Cass. 3 21 mars 2024 n° 22-18694 :
Au terme d’un arrêt dont la motivation est pédagogique, la Cour de cassation revient sur sa jurisprudence pourtant bien établie depuis 2017 retenant que « les désordres affectant des éléments d’équipement, dissociables ou non, d’origine ou installés sur existant, relèvent de la responsabilité décennale lorsqu’ils rendent l’ouvrage dans son ensemble impropre à sa destination » (Cf.3e Civ., 15 juin 2017, pourvoi n° 16-19.640, Bull. 2017, III, n° 71 ; 3e Civ., 14 septembre 2017, pourvoi n° 16-17.323, Bull. 2017, III, n° 100).
Après avoir fait état des objectifs affichés de la jurisprudence adoptée en 2017,
– Simplification (plus de distinction entre l’élément d’équipement qui était d’origine ou celui seulement adjoint à l’existant),
– Assurer une meilleure protection des maîtres d’ouvrage,
Et constaté que ces objectifs n’avaient pas été atteints :
La Cour de cassation rappelle qu’elle a été amenée à venir préciser la portée de ces règles et que les distinctions ont abouti à multiplier des qualifications attachées aux éléments d’équipement et les régimes de responsabilité applicables, elle indique qu’une consultation entreprise auprès de plusieurs acteurs du secteur révèlent que « les installateurs d’éléments d’équipement susceptibles de relever de la garantie décennale ne souscrivent pas plus qu’auparavant à l’assurance obligatoire des constructeurs. »

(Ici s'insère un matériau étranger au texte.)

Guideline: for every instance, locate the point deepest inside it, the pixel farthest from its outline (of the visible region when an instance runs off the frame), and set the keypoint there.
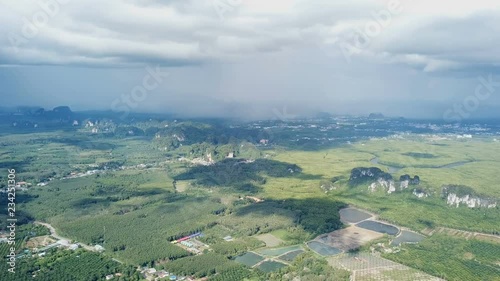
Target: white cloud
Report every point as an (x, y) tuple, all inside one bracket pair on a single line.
[(442, 35)]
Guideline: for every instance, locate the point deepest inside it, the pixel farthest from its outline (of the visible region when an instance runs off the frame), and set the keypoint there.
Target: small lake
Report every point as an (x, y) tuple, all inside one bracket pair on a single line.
[(351, 215), (289, 257), (407, 237), (279, 251), (323, 249), (249, 259), (454, 165), (270, 266), (378, 227)]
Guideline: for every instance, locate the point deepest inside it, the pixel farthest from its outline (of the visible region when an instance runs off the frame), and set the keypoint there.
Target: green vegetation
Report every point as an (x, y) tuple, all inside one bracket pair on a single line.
[(452, 258), (134, 187), (309, 267)]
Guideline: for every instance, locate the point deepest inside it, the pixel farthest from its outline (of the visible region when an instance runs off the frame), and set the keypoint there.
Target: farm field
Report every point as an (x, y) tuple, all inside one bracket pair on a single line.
[(367, 267), (260, 217)]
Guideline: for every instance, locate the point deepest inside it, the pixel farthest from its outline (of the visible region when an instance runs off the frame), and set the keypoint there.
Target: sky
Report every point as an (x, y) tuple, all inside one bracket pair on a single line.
[(254, 59)]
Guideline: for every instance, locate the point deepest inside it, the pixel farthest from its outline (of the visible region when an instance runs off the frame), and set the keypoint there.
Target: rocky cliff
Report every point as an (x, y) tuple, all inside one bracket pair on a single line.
[(456, 195)]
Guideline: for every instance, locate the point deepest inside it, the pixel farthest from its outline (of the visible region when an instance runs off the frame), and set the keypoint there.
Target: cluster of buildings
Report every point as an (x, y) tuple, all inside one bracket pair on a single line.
[(191, 244), (153, 274)]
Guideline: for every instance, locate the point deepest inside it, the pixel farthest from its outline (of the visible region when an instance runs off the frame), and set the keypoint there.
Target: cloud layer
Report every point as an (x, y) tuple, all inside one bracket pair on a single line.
[(295, 50)]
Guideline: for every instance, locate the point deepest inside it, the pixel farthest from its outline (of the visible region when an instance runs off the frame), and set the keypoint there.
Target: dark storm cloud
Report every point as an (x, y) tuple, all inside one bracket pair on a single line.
[(252, 57)]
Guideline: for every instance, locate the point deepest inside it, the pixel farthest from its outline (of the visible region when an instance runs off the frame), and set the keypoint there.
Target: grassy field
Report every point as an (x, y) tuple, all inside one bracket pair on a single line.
[(135, 213), (403, 208)]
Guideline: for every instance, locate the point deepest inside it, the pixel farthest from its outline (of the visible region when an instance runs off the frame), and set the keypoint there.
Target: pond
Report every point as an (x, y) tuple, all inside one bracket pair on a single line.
[(290, 256), (270, 266), (378, 227), (407, 237), (351, 215), (249, 259), (323, 249), (279, 251)]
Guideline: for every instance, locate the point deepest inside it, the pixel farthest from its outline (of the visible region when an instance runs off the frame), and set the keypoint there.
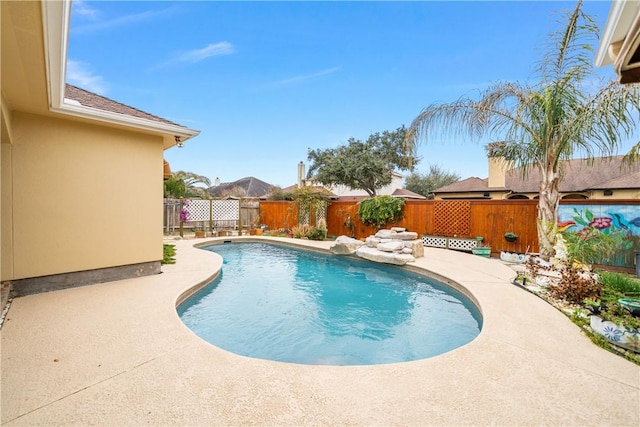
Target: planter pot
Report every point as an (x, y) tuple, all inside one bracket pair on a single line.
[(513, 257), (482, 251), (616, 334), (632, 305)]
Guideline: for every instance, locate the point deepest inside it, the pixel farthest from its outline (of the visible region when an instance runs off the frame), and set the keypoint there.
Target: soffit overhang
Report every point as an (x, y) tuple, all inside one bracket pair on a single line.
[(34, 55), (620, 43)]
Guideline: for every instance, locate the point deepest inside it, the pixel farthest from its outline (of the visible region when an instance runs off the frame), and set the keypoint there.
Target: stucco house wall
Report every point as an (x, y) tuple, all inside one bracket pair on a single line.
[(84, 196), (82, 175)]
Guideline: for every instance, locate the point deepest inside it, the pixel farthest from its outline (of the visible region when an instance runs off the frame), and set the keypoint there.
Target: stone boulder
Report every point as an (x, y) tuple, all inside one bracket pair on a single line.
[(416, 246), (375, 255), (393, 246), (345, 245)]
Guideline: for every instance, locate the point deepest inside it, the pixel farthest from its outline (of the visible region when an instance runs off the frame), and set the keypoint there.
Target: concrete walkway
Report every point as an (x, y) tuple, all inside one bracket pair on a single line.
[(117, 354)]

Elle considère donc : « La jurisprudence initiée en 2017 ne s’est donc pas traduite par une protection accrue des maîtres de l’ouvrage ou une meilleure indemnisation que celle dont ils pouvaient déjà bénéficier au titre d’autres garanties d’assurance. »

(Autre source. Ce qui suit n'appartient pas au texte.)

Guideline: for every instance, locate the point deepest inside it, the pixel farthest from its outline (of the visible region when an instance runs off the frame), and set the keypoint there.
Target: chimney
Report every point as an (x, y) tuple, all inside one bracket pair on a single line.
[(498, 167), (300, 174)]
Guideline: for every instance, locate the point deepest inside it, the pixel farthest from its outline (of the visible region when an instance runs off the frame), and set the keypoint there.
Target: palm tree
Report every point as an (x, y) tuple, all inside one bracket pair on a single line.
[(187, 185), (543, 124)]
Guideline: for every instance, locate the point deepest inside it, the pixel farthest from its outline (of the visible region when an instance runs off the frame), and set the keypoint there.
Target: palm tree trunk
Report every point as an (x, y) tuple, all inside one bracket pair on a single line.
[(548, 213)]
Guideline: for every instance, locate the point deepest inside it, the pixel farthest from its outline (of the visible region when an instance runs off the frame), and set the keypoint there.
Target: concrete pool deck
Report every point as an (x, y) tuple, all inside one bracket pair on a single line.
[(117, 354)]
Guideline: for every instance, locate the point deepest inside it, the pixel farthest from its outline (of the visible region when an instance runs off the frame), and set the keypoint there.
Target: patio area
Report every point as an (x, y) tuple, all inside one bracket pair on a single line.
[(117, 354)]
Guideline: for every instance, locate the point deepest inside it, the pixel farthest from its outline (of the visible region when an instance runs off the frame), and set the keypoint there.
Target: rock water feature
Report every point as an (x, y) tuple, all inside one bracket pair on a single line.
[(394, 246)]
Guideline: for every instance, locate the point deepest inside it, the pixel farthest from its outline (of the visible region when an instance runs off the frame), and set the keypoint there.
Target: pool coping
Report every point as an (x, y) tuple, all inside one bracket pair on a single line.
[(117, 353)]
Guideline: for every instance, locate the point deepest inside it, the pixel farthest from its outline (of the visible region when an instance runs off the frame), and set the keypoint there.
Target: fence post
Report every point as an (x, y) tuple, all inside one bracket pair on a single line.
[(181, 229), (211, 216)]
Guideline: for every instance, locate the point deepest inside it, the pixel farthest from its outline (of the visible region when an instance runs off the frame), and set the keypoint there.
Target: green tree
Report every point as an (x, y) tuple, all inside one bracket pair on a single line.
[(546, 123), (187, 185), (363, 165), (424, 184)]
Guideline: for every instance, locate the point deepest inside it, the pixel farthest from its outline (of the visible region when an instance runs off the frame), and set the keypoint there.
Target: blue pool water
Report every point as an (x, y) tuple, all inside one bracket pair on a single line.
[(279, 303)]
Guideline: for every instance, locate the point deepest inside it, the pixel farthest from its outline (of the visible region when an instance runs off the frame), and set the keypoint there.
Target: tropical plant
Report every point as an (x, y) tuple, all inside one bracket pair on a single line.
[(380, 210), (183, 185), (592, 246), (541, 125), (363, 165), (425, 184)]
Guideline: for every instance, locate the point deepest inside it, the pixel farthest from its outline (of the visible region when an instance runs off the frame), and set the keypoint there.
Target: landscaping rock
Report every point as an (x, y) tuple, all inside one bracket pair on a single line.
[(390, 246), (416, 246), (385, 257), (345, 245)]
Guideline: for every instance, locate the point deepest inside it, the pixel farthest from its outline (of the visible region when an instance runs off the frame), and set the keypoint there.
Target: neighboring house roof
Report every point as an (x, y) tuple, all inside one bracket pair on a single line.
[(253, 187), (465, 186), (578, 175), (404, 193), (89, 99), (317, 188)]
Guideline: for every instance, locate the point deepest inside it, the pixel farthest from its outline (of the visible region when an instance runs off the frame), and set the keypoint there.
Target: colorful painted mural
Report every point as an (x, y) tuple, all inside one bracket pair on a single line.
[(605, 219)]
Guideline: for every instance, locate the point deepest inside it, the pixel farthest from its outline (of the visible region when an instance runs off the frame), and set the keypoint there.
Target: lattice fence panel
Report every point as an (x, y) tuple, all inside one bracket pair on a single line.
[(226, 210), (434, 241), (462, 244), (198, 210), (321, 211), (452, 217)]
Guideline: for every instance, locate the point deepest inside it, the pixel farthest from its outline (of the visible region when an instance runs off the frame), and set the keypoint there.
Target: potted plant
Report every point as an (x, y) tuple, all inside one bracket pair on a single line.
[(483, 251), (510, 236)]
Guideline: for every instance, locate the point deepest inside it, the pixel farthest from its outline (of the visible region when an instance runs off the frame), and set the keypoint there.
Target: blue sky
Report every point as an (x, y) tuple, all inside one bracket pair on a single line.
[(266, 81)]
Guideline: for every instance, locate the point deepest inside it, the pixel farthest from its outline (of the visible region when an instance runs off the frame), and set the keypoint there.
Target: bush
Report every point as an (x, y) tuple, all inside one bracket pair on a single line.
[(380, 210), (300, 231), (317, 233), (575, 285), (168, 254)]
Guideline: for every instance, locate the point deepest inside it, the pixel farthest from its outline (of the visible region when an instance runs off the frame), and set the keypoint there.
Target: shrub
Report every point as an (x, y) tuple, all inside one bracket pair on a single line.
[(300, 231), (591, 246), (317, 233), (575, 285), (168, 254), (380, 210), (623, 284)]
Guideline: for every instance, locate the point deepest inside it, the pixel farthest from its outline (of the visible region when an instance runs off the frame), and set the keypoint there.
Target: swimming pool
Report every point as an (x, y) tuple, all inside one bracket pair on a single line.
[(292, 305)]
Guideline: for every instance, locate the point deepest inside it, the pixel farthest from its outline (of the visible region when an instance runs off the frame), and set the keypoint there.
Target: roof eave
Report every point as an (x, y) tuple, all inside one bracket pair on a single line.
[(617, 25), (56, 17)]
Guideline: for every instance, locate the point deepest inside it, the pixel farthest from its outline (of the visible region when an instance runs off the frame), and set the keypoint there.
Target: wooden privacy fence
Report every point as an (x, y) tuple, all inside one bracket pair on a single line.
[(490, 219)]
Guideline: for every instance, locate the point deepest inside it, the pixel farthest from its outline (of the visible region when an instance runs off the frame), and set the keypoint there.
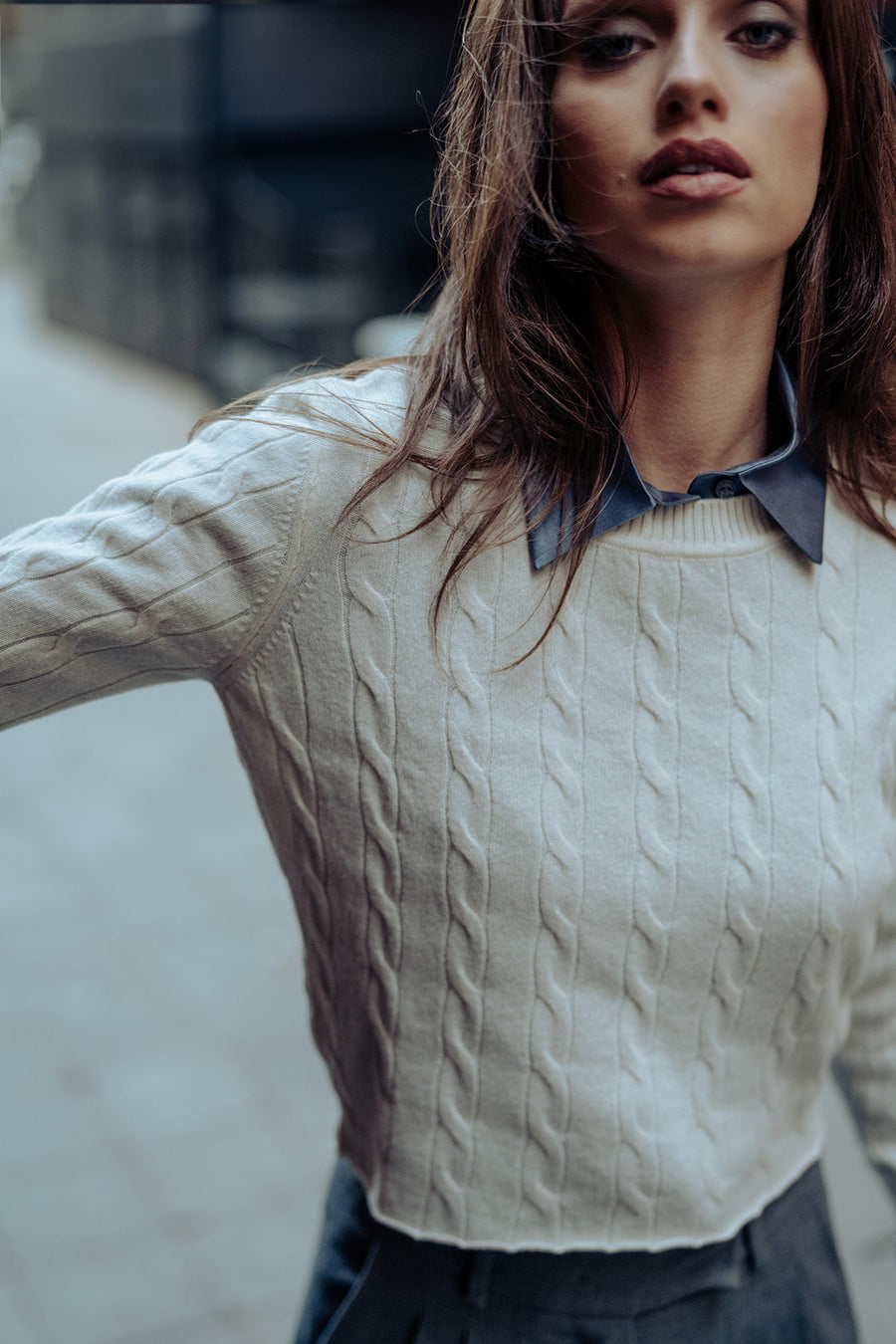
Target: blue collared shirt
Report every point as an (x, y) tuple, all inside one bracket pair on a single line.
[(787, 484)]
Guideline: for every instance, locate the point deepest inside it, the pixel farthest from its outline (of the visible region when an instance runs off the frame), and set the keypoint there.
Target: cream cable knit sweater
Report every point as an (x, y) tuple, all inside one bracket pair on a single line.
[(581, 936)]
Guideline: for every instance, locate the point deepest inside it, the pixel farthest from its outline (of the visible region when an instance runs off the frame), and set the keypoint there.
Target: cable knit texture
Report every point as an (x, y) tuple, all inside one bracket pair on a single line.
[(584, 934)]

Et énonce désormais dans son considérant de principe en point 18 : « C’est pourquoi il apparaît nécessaire de renoncer à cette jurisprudence et de juger que, si les éléments d’équipement installés en remplacement ou par adjonction sur un ouvrage existant ne constituent pas en eux-mêmes un ouvrage, ils ne relèvent ni de la garantie décennale ni de la garantie biennale de bon fonctionnement, quel que soit le degré de gravité des désordres, mais de la responsabilité contractuelle de droit commun, non soumise à l’assurance obligatoire des constructeurs. »
C’est un revirement majeur.
Bien qu’il soit indiqué par la Cour de cassation qu’il n’a pas été constaté de protection accrue des maîtres de l’ouvrage depuis 2017.

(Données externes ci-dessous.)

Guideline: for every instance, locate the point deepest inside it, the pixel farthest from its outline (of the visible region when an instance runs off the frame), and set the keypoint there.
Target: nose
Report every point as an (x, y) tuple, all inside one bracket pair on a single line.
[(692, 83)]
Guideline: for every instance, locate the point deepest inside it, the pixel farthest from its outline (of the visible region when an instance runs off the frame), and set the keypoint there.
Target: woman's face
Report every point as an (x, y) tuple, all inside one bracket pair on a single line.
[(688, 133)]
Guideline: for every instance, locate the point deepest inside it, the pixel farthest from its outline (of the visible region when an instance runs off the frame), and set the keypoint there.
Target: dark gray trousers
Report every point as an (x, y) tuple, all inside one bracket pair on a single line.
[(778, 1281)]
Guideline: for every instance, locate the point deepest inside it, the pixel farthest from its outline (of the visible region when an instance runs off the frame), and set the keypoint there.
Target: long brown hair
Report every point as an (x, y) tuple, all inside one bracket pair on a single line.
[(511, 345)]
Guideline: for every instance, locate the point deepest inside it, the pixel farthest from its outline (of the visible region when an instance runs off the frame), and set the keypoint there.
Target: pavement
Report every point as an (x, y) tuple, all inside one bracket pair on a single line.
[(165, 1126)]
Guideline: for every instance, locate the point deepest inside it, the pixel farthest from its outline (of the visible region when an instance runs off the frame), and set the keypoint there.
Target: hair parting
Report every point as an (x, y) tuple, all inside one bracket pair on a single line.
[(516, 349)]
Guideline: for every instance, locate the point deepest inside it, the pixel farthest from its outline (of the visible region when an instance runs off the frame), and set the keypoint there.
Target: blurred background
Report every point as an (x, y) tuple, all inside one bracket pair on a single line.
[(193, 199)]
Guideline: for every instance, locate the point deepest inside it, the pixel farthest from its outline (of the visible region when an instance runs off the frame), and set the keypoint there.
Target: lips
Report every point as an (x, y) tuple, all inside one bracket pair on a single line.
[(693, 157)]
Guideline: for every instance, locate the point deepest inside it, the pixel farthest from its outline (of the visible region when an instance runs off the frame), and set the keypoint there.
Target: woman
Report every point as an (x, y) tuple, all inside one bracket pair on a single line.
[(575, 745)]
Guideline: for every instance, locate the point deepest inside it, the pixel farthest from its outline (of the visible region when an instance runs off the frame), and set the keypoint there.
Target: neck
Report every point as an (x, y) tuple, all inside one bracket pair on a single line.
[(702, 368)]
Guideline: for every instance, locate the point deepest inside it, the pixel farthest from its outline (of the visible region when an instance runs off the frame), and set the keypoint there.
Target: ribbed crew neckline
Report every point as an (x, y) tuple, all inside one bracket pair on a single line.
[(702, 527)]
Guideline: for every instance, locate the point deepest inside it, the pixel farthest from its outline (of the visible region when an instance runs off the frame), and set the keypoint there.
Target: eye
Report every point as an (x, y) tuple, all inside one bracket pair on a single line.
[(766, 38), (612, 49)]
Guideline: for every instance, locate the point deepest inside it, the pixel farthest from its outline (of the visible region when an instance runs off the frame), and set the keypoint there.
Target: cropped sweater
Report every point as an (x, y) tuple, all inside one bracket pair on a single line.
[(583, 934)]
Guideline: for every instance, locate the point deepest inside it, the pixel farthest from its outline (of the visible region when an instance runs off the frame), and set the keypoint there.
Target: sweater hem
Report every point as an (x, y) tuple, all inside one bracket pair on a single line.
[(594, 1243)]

Il est indéniable que leur protection va s’en trouver bien amoindrie en cas de sinistre et notamment, par exemple, au titre de l’assurance dommage ouvrage pour ces éléments d’équipement dès lors qu’une couverture assurantielle existait nonobstant l’absence de souscription par les installateurs d’éléments d’équipement de l’assurance obligatoire des constructeurs.
Même si ce n’est surement pas l’effet escompté, (l’arrêt concernant le recours d’une assurance de bien risque incendie vis avis des assurances Responsabilité Décennale des constructeurs) en quelque sorte cet arrêt permettra de « boucher un des trous dans la raquette » de la couverture assurantielle de la Dommage Ouvrage vis-à-vis assurance de RCD et des constructeurs et n’apparaît absolument pas protecteur des intérêts des maîtres d’ouvrages.